John McEnroe e l’innovazione: “Liberiamoci degli arbitri, occhio di falco illimitato”

John McEnroe e l’innovazione: “Liberiamoci degli arbitri, occhio di falco illimitato”

A distanza di qualche mese dall’ultimo intervento, l’americano ripresenta le sue singolari tesi per spettacolarizzare il gioco.

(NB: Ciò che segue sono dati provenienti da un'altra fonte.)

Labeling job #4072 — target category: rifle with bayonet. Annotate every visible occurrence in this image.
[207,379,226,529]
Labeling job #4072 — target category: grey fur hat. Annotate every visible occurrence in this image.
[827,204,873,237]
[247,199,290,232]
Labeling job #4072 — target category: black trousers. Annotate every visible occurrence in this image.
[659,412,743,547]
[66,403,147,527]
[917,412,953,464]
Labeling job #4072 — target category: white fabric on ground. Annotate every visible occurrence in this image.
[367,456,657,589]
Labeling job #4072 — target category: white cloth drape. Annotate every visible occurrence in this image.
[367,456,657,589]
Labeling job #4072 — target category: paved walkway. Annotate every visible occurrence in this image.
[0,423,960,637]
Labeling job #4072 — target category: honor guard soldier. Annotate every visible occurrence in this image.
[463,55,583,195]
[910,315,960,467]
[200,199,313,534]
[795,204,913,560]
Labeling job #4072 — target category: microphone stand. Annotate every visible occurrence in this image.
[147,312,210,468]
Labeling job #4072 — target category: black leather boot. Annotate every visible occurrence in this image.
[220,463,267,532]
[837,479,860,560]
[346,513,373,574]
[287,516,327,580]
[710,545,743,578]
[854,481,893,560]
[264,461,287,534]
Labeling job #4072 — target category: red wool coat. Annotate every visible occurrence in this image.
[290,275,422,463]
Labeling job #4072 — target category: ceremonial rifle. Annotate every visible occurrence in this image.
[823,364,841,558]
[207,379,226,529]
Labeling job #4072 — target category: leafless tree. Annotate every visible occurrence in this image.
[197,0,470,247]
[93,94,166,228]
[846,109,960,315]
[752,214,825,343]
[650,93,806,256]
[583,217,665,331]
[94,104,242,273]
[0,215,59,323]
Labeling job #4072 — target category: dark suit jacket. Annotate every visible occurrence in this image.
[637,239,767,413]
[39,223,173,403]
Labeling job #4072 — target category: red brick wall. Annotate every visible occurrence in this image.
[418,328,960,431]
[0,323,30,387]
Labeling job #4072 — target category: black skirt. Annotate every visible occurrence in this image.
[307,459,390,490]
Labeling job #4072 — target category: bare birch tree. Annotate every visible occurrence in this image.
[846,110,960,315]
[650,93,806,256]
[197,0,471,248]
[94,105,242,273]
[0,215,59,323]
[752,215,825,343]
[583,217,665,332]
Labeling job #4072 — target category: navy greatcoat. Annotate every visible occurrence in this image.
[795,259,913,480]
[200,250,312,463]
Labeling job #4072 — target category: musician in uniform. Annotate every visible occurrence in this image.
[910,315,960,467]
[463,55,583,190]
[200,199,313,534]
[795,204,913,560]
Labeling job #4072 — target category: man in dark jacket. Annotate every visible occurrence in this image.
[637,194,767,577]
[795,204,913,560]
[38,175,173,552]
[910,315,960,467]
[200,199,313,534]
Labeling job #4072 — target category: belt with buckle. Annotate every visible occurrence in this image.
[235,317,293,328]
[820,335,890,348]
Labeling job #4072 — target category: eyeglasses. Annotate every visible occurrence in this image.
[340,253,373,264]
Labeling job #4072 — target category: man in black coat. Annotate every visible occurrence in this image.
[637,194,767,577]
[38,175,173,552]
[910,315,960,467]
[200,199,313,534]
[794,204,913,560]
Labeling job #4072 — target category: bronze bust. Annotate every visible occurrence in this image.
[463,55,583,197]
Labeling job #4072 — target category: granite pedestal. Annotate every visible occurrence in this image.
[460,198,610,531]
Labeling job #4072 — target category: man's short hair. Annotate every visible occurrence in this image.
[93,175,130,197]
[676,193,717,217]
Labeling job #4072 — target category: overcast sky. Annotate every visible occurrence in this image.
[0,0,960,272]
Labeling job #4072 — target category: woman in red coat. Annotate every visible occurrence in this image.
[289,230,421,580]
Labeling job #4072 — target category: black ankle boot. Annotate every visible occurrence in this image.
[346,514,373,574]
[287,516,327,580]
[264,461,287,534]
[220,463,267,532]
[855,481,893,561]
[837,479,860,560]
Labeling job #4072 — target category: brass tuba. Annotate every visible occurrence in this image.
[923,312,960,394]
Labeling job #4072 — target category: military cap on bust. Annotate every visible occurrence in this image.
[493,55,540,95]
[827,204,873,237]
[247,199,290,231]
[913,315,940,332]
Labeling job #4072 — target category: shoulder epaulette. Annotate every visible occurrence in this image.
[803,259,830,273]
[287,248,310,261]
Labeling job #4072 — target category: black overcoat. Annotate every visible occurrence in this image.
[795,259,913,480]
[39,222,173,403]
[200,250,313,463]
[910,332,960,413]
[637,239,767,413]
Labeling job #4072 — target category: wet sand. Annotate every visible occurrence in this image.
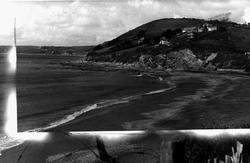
[48,72,250,131]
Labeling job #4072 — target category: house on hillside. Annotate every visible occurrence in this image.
[137,37,145,44]
[203,23,217,32]
[159,37,171,46]
[182,27,197,33]
[207,26,217,31]
[187,32,194,39]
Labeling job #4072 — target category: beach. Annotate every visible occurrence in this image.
[0,53,250,162]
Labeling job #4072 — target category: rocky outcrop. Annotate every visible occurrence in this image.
[127,49,217,71]
[84,49,221,71]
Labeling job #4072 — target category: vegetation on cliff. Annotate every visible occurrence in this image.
[85,18,250,71]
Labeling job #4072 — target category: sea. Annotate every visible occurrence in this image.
[0,53,176,154]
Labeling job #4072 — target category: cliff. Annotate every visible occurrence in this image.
[85,18,250,72]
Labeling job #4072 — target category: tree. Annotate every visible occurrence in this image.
[218,27,227,32]
[162,29,173,39]
[94,44,103,50]
[137,30,146,39]
[173,28,182,35]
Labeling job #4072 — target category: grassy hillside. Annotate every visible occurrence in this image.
[118,18,205,41]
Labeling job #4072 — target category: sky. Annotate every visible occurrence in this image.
[0,0,250,46]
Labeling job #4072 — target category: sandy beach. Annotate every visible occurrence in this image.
[45,69,250,131]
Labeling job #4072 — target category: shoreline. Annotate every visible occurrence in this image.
[44,59,248,131]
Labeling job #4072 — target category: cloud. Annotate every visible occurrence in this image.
[242,7,250,23]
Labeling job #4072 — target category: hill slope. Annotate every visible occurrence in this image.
[86,18,250,71]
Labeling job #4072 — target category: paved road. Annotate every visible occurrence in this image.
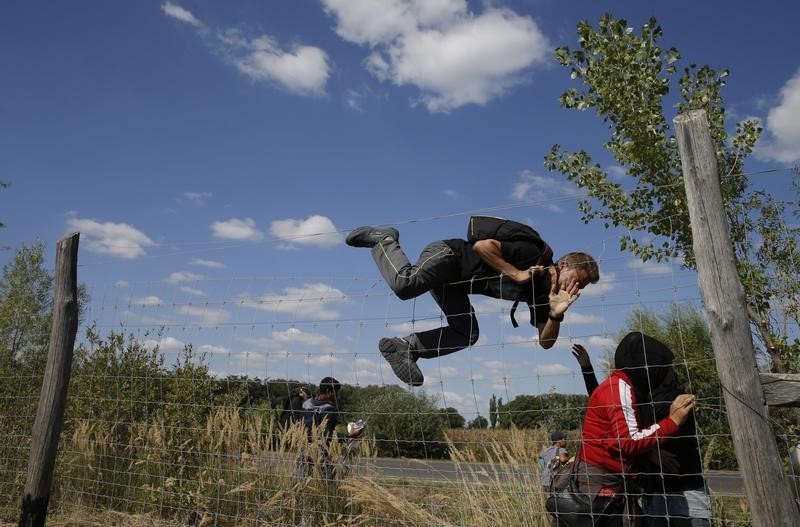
[358,458,744,496]
[264,454,780,496]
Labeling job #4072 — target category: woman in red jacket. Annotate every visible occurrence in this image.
[576,332,694,525]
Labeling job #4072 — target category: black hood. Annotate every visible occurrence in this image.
[614,331,674,400]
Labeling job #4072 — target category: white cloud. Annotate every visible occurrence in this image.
[161,2,203,29]
[606,165,628,180]
[227,30,331,95]
[441,392,473,408]
[164,271,204,285]
[162,2,332,96]
[183,192,213,207]
[189,258,225,269]
[131,296,164,306]
[579,271,617,296]
[536,364,572,377]
[272,328,333,348]
[239,283,348,320]
[566,309,604,326]
[756,70,800,163]
[304,354,342,367]
[211,218,264,240]
[179,285,206,296]
[197,344,231,356]
[626,259,672,276]
[143,337,186,352]
[323,0,550,112]
[269,214,343,247]
[587,335,617,350]
[178,306,231,326]
[67,218,156,260]
[511,170,583,212]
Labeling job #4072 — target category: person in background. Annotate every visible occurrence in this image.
[295,377,364,483]
[303,377,361,443]
[539,431,569,493]
[278,386,311,430]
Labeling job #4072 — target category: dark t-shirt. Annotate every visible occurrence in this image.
[443,238,552,325]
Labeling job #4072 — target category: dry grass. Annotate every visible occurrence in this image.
[0,418,749,527]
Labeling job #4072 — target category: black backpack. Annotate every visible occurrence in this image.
[467,216,553,328]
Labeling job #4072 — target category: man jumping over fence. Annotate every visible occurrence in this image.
[346,216,600,386]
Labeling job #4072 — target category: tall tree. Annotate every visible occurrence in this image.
[0,242,53,362]
[545,14,800,372]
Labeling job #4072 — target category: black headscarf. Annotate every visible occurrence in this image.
[614,331,674,402]
[614,333,704,493]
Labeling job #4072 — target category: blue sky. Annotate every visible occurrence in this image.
[0,0,800,417]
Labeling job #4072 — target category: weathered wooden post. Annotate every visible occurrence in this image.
[19,233,80,527]
[674,110,800,527]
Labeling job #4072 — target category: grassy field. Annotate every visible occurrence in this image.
[2,410,749,527]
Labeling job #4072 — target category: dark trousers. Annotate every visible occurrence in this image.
[372,240,478,359]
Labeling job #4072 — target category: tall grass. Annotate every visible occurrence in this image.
[5,416,749,527]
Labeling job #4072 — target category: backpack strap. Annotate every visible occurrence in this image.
[509,243,553,328]
[511,300,519,328]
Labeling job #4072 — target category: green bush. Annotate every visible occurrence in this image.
[357,386,447,459]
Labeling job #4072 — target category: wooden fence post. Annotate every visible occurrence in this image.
[19,233,80,527]
[674,110,800,527]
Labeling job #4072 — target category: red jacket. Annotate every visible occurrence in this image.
[578,370,678,473]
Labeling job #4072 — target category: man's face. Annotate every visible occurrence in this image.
[558,264,590,289]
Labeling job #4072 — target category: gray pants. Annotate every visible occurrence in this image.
[372,240,478,359]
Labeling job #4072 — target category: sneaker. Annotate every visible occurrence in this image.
[345,225,400,247]
[378,337,425,386]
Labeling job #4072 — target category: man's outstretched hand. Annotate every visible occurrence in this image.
[550,267,581,318]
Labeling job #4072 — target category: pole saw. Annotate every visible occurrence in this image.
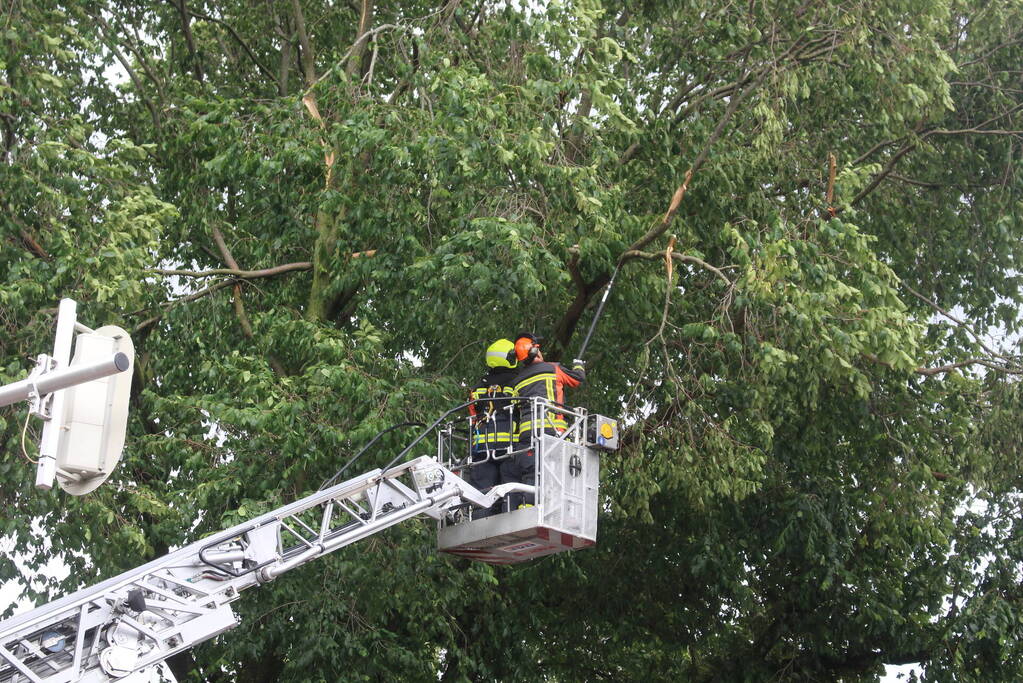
[573,263,622,364]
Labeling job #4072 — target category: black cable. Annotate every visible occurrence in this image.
[384,396,521,471]
[318,422,426,491]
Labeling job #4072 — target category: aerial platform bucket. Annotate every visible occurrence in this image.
[438,415,617,564]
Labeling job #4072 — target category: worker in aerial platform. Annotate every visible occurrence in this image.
[469,339,519,519]
[501,332,586,510]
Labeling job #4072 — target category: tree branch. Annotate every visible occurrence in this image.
[345,0,374,78]
[149,255,310,279]
[186,9,277,83]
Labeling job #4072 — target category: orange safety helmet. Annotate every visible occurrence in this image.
[515,332,540,364]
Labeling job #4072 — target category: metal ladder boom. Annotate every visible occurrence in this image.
[0,456,488,683]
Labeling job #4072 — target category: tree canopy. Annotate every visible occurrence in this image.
[0,0,1023,682]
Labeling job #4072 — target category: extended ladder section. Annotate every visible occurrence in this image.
[0,457,498,683]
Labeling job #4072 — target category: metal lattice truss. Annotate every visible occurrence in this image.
[0,457,500,683]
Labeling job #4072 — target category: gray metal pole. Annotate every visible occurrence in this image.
[0,351,131,407]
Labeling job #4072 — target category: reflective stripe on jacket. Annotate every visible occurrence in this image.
[469,368,518,446]
[515,361,586,437]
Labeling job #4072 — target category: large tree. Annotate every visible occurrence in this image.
[0,0,1023,681]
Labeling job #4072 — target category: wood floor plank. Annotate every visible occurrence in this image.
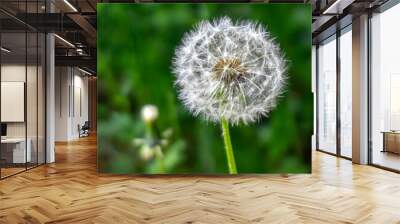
[0,137,400,224]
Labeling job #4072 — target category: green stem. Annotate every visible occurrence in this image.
[221,118,237,174]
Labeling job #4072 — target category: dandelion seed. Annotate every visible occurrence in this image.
[173,17,286,124]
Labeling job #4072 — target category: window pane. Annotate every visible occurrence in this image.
[371,4,400,170]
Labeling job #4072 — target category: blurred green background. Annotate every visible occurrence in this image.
[97,4,313,174]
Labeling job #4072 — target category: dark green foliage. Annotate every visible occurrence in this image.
[98,4,313,173]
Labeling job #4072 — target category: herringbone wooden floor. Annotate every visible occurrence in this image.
[0,137,400,224]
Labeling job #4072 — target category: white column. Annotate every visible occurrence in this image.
[352,15,368,164]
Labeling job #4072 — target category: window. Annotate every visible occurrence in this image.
[339,26,353,158]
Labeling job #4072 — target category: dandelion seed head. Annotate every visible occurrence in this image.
[173,17,286,124]
[141,104,158,123]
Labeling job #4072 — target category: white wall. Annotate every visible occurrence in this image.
[55,67,88,141]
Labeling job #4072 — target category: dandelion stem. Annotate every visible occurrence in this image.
[221,117,237,174]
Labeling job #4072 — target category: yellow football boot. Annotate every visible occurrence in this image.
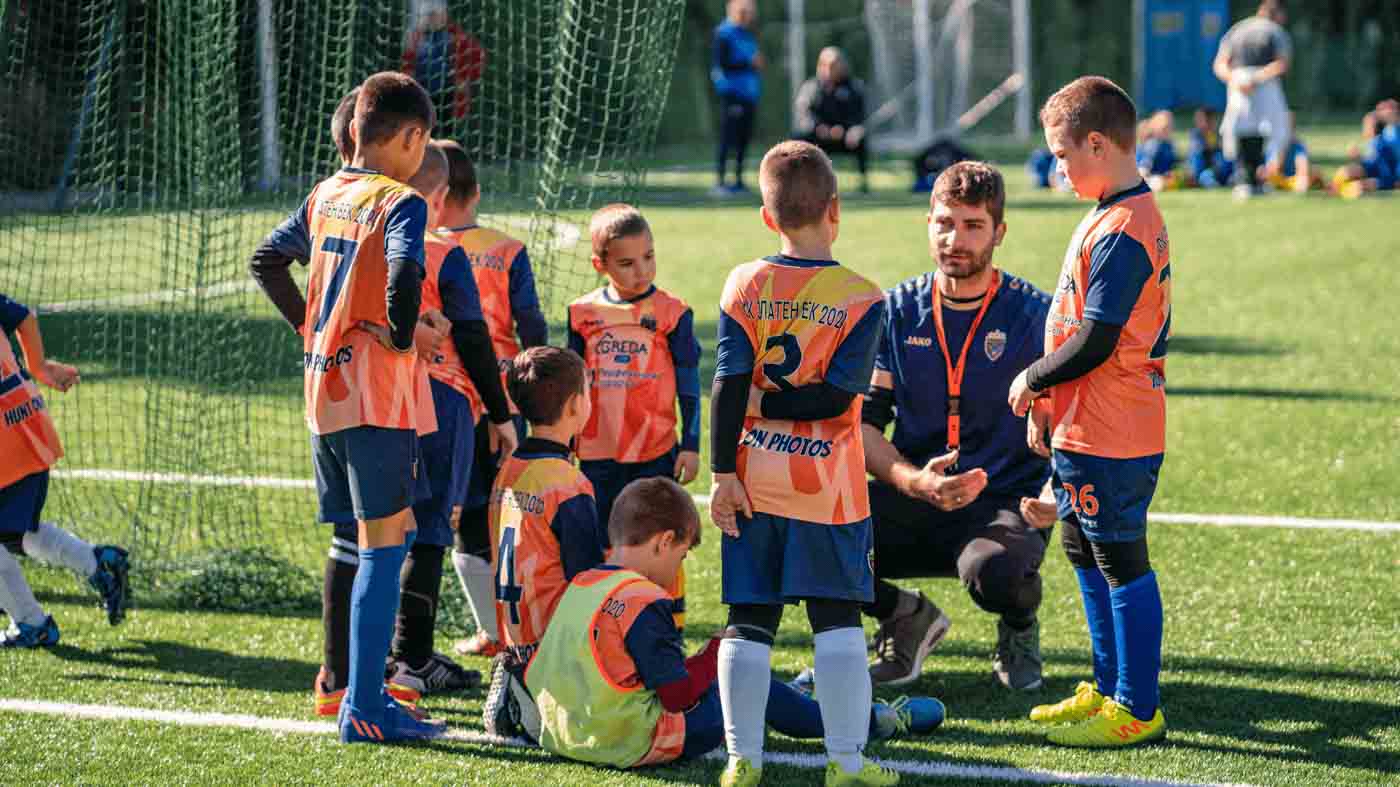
[1030,681,1105,724]
[720,759,763,787]
[1046,699,1166,749]
[826,758,899,787]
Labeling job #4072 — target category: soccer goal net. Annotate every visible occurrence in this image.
[0,0,685,577]
[785,0,1032,151]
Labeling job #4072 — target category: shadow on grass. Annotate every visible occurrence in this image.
[50,640,319,695]
[876,641,1400,774]
[1166,385,1394,402]
[1170,335,1292,356]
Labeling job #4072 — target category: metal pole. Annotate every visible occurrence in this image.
[1011,0,1033,141]
[258,0,281,192]
[914,0,934,137]
[788,0,806,129]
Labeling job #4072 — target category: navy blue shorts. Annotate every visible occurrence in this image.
[311,426,427,522]
[1050,450,1162,543]
[0,471,49,535]
[578,445,680,531]
[720,514,875,605]
[466,416,528,511]
[413,379,476,546]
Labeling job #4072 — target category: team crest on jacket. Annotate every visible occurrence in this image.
[981,330,1007,363]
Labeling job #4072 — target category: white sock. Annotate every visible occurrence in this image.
[812,627,871,773]
[452,552,496,640]
[24,522,97,578]
[720,639,772,767]
[0,546,46,626]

di Giuseppe China, @Ciussy88

“Liberiamoci dei giudici di sedia, così potremo goderci il vero tennis”. John McEnroe, dopo qualche mese di silenzio e “riflessione” post Wimbledon, torna alla carica. Una delle ossessioni dell’ex n. 1 del mondo – è risaputo – sono sempre stati gli arbitri; e anche stavolta, le sue dichiarazioni a riguardo le possiamo definire almeno stravaganti.

“Questa sarebbe una grande innovazione e renderebbe il gioco più eccitante. Il format degli incontri deve essere più snello e veloce”. Da tempo, il 56enne statunitense si batte per questa sua personalissima battaglia. Gli altri due crucci, più volte sbandierati ai quattro venti, di The Genius sono l’utilizzo massiccio dell’occhio di falco e del tie break al quinto set.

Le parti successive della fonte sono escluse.